Ha dejado una poética y muchas enseñanzas. A nosotros [se refiere a ella y Andrés Trapiello], como lo conocimos cuando todavía éramos jóvenes y estábamos aprendiendo, nos ha dejado una huella grande. También creo que él ha dado un ejemplo con su vida, y hemos aprendido a buscar el alimento en los libros y en las obras de arte. Siguiendo sus enseñanzas, hemos aprendido a escoger cosas buenas, a no caer en banalidades. También a escoger las películas y a buscar siempre la poesía en las cosas. Lo que realmente había en su obra era mucha poesía.

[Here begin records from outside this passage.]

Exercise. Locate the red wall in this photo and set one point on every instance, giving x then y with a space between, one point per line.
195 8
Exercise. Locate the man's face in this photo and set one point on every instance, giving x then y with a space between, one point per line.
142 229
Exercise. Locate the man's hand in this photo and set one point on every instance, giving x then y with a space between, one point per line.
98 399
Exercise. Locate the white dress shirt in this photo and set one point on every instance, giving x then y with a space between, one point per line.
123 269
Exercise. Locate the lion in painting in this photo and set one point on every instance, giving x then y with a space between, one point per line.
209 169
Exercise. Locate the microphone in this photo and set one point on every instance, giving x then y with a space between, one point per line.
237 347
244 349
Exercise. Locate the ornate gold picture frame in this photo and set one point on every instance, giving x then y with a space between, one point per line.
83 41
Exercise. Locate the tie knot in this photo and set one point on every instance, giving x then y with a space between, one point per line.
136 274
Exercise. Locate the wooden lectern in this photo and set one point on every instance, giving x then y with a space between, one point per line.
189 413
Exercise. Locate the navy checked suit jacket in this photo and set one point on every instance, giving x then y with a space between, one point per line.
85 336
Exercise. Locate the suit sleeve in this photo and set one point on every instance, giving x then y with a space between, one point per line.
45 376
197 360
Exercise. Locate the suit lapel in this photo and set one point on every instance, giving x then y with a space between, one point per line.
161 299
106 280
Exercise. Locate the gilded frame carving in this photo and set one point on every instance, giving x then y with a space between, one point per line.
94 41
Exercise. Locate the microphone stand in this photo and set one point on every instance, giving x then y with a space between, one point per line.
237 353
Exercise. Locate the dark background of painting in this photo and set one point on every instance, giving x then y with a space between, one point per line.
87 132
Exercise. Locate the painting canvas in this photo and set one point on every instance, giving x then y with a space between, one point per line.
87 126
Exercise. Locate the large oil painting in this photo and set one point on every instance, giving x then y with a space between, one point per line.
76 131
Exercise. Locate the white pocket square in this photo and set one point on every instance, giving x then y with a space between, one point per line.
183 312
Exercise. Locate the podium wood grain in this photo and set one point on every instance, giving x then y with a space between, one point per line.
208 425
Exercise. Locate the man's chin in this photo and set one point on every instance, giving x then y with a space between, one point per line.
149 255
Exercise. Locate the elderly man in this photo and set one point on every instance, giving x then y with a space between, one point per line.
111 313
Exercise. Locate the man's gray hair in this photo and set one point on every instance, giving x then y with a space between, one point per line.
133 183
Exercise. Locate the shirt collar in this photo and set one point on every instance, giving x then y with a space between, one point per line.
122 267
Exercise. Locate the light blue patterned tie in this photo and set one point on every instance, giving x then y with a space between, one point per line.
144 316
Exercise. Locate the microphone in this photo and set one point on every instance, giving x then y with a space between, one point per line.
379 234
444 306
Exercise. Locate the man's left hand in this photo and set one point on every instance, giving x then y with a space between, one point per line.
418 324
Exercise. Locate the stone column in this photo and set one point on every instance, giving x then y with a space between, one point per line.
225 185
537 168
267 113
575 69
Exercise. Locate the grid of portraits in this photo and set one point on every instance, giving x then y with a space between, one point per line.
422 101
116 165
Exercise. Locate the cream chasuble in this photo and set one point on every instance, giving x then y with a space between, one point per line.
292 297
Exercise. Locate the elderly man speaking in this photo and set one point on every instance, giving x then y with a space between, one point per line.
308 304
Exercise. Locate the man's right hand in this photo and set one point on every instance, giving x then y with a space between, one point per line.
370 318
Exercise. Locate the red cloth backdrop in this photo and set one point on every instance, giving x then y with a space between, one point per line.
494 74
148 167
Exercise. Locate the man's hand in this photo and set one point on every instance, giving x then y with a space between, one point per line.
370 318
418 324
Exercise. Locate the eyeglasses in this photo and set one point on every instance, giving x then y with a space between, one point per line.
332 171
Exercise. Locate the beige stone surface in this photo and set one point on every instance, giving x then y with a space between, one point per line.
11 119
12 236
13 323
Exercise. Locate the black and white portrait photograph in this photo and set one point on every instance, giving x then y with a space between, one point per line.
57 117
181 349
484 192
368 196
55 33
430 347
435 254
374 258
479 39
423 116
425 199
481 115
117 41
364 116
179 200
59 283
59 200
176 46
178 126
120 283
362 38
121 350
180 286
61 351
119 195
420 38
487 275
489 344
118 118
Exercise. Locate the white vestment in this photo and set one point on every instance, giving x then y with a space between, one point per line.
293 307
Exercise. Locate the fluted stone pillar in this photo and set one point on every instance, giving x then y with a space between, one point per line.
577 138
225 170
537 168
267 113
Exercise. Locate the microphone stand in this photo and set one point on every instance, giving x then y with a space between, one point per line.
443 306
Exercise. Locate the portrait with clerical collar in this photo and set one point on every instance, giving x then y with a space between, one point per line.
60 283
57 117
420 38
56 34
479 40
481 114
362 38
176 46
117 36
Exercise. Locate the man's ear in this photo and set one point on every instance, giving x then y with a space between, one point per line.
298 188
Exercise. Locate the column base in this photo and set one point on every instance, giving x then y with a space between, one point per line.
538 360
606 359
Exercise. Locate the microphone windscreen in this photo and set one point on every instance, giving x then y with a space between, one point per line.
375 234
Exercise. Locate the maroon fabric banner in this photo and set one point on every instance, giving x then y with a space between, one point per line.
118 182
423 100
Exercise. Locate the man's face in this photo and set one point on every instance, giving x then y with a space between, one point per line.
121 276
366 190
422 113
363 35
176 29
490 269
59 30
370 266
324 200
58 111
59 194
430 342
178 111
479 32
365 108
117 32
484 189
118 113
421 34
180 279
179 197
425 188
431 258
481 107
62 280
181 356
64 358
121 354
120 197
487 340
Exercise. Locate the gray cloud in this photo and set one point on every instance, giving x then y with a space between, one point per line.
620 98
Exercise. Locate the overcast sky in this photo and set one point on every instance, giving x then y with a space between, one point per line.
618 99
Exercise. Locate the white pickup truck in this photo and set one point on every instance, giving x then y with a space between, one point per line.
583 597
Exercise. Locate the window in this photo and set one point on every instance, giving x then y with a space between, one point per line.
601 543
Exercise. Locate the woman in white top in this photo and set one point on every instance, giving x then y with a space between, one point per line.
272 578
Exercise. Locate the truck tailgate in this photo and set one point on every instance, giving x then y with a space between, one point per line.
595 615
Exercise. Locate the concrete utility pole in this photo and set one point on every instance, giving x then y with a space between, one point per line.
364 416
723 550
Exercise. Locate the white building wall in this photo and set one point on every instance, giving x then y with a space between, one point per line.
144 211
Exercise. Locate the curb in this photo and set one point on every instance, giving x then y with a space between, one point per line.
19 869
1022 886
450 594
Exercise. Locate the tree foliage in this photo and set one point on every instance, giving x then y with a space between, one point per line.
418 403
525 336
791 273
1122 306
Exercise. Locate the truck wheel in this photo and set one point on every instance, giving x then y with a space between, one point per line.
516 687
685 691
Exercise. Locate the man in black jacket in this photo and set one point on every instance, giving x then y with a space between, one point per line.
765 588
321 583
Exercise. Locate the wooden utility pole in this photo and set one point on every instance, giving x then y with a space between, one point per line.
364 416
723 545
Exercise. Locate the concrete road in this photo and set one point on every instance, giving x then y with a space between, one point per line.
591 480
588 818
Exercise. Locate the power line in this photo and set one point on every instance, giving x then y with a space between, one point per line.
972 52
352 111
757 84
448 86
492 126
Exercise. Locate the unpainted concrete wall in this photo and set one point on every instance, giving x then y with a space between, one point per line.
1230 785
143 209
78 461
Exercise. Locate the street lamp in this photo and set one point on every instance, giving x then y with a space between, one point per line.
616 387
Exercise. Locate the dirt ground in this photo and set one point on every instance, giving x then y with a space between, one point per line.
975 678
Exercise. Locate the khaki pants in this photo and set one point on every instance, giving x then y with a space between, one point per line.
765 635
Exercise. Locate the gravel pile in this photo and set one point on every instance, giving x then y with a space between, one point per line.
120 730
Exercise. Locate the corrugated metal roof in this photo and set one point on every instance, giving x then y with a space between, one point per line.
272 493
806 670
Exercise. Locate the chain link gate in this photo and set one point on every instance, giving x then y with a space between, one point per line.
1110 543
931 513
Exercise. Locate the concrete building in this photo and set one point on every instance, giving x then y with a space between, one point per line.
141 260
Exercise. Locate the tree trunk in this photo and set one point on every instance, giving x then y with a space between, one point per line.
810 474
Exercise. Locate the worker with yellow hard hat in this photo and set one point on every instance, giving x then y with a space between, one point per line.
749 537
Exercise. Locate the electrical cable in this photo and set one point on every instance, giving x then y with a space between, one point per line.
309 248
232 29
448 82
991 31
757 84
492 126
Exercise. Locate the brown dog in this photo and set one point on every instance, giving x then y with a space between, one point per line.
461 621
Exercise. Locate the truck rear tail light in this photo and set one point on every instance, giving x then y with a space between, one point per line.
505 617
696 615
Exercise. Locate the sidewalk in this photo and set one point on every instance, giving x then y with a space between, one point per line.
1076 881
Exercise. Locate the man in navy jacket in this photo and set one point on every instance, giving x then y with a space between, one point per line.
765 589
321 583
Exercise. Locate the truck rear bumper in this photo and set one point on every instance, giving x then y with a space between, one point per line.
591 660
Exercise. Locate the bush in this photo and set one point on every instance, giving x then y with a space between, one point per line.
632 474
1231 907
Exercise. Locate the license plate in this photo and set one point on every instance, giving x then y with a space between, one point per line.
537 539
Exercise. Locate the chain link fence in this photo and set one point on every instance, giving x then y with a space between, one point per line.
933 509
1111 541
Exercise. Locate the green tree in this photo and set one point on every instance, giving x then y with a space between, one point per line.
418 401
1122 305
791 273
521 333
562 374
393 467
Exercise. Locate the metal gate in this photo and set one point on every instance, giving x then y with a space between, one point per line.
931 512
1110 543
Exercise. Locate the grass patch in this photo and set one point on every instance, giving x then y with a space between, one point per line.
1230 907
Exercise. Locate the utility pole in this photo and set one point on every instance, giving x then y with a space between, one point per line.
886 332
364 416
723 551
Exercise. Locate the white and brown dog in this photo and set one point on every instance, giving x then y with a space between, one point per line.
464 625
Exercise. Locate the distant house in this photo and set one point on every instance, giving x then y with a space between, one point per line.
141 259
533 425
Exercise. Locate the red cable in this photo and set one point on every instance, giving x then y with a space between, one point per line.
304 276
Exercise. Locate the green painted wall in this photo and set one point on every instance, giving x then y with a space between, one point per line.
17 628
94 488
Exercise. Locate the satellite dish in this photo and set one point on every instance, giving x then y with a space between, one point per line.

Yo creo que la poética tanto de Andrés Trapiello como de Eloy Sánchez Rosillo, José Rubio y Pedro García Montalvo se puede decir que, en gran parte, está influida por Ramón Gaya.
¿Se es justo con él?
Es verdad que no está en el lugar que se merece, pero porque ha habido una reacción en contra de Ramón por cómo está organizado el mundillo del arte, que es un mundillo muy mercantilizado y muy estrecho en cierto sentido. Cuando a Ramón Gaya le dieron el premio Velázquez [el primero que se concedía], salió un pintor conocido, Gordillo, indignado, diciendo que cómo le daban ese premio a Ramón Gaya. Lo que hay son muchos prejuicios contra Ramón. Afortunadamente, gracias a la generosidad de Isabel Verdejo, su viuda, y al Museo [Ramón Gaya de Murcia], que hace una labor sensacional, haciendo exposiciones y difundiendo su obra, yo creo que cada vez Ramón será más reconocido, qué duda cabe.